We have all been born out of a culture of death and dysfunction and greed and fear. We are necessarily creatures of that culture. We carry it within ourselves, and it will not be easy for us to work through these questions, and be the change that we want to see. It will require all of us helping each other in a way that is perceptive and fearless, and also gentle and loving enough so that we really build this thing together. There is not going to be any room for bullying each other in this realm. We need to come to this common place
together of our own volition and with free and open hearts. And I think the North Star Ethics Pledge gives us a framework to be able to do that.
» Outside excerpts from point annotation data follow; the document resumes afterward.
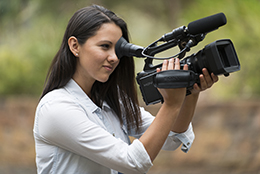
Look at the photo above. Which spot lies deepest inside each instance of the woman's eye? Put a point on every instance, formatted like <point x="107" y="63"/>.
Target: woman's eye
<point x="105" y="46"/>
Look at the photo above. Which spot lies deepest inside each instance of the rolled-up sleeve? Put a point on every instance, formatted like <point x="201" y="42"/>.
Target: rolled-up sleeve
<point x="66" y="125"/>
<point x="174" y="140"/>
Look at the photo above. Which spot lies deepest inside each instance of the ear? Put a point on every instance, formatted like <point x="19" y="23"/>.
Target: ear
<point x="74" y="45"/>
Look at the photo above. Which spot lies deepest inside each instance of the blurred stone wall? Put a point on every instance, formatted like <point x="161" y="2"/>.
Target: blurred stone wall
<point x="227" y="139"/>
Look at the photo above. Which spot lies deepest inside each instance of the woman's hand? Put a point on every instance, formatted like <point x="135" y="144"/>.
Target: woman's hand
<point x="206" y="81"/>
<point x="172" y="96"/>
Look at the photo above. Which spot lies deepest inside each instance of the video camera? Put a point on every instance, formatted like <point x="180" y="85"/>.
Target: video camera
<point x="218" y="57"/>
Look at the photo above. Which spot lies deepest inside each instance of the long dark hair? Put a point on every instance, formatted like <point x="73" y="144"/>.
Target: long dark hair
<point x="120" y="89"/>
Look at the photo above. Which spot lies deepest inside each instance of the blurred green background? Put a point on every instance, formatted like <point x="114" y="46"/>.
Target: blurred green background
<point x="31" y="32"/>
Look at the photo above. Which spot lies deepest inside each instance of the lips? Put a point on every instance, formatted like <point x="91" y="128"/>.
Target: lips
<point x="107" y="67"/>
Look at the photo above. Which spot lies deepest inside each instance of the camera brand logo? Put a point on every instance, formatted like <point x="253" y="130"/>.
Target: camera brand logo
<point x="171" y="78"/>
<point x="148" y="84"/>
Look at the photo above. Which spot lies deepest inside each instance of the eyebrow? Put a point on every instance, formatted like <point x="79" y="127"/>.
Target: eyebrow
<point x="106" y="41"/>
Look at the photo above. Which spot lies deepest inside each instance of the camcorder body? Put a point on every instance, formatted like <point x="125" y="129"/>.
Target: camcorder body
<point x="219" y="57"/>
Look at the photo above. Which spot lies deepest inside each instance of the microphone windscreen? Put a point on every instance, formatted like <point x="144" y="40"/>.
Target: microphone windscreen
<point x="207" y="24"/>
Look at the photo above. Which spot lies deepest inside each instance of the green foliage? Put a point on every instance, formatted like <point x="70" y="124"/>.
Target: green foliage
<point x="32" y="30"/>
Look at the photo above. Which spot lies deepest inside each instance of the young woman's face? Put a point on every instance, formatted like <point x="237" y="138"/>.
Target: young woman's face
<point x="97" y="58"/>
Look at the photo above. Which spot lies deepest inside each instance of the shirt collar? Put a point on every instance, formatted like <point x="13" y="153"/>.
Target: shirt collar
<point x="73" y="88"/>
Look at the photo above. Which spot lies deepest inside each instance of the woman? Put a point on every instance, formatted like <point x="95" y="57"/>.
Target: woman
<point x="89" y="105"/>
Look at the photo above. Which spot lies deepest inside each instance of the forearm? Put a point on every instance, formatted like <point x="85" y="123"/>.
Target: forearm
<point x="155" y="136"/>
<point x="186" y="114"/>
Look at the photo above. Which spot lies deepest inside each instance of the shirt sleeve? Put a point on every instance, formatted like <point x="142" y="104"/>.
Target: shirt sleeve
<point x="65" y="124"/>
<point x="173" y="141"/>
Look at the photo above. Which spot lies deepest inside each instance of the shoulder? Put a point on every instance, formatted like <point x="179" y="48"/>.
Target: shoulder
<point x="56" y="101"/>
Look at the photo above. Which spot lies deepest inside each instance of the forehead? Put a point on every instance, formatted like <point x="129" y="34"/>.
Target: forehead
<point x="108" y="31"/>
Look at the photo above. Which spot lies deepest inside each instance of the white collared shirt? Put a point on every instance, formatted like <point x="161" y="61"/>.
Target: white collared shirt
<point x="73" y="135"/>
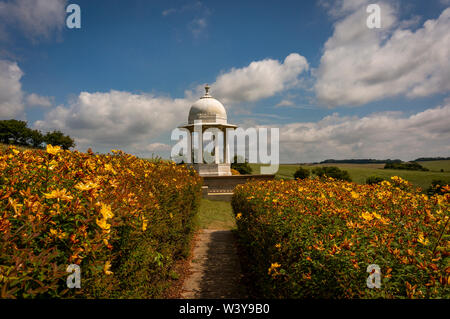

The pledge is not a solution by itself. But I don’t think that is the point. It distills some of the most important lessons and wisdom I’ve learned from my psychedelic experiences, and expresses them in a language which is rich in poetry, and is free and open enough to allow every reader and every thinker who is exposed to it to integrate those principles in their own way. It is not a prescriptive document. It is not a document that says “this is the way you have to do it.” It says “this is the way we could think about this together as a community.”
The principles aren’t easy lessons. They are hard to integrate. What I like most about the Pledge is that it is community focused – we can all publicly commit to these principles and invite each one of us to live up to them. What we’re talking about is a process. The pledge is not something written down that is the truth, and that’s perfect. It’s a process that we’re all going to be engaging in. The principles in it are signposts for us to watch along the way, along this journey we are embarking on together.
I’d like to see all the founders of every psychedelic venture, for profit or nonprofit, taking two or three days to consult the medicine together, and in a ritual kind of way work through each of the principles and possible actions of the North Star pledge, asking each time: “how does this point apply to what we’re getting ready to do?” I think ventures who took the time to engage in that process would find it profoundly meaningful and extraordinarily valuable.
I believe the North Star Pledge will stand the test of time. I hope that one day I can faithfully live my life in accord with its principles. If I can come close to that I will feel like I’ve been an incredibly lucky person. If we all try our best, I believe we could make our journey back home shorter rather than longer.
In Love and Light, Steve DeAngelo
Steve DeAngelo is a pioneering cannabis entrepreneur, activist, author, and on-screen personality. He co-founded several iconic cannabis businesses and organizations: Harborside, one of the first six dispensaries licensed in the US; Steep Hill Laboratory, the first dedicated cannabis lab; the Arc View Group, the first cannabis investment firm; and the National Cannabis Industry Association, the industry’s first trade association. He currently serves as Chairman Emeritus of Harborside Inc, a vertically integrated California cannabis company.
Steve’s creative projects include a book, The Cannabis Manifesto; a Discovery Channel mini-series, Weed Wars; and a new weekly show, Ask Steve DeAngelo, on greenflowermedia.com. He was a lead organizer and fundraiser for I-59, Washington DC’s medical cannabis initiative; and is most famous for his successful litigation against the Department of Justice, which halted DOJ’s last-ditch 2011 campaign to shut down California’s medical cannabis dispensaries.
In recognition of these pioneering accomplishments, in 2015, former Speaker of the California Assembly and Mayor of San Francisco, the Hon. Willie L Brown called Steve the “Father of the legal Cannabis Industry.”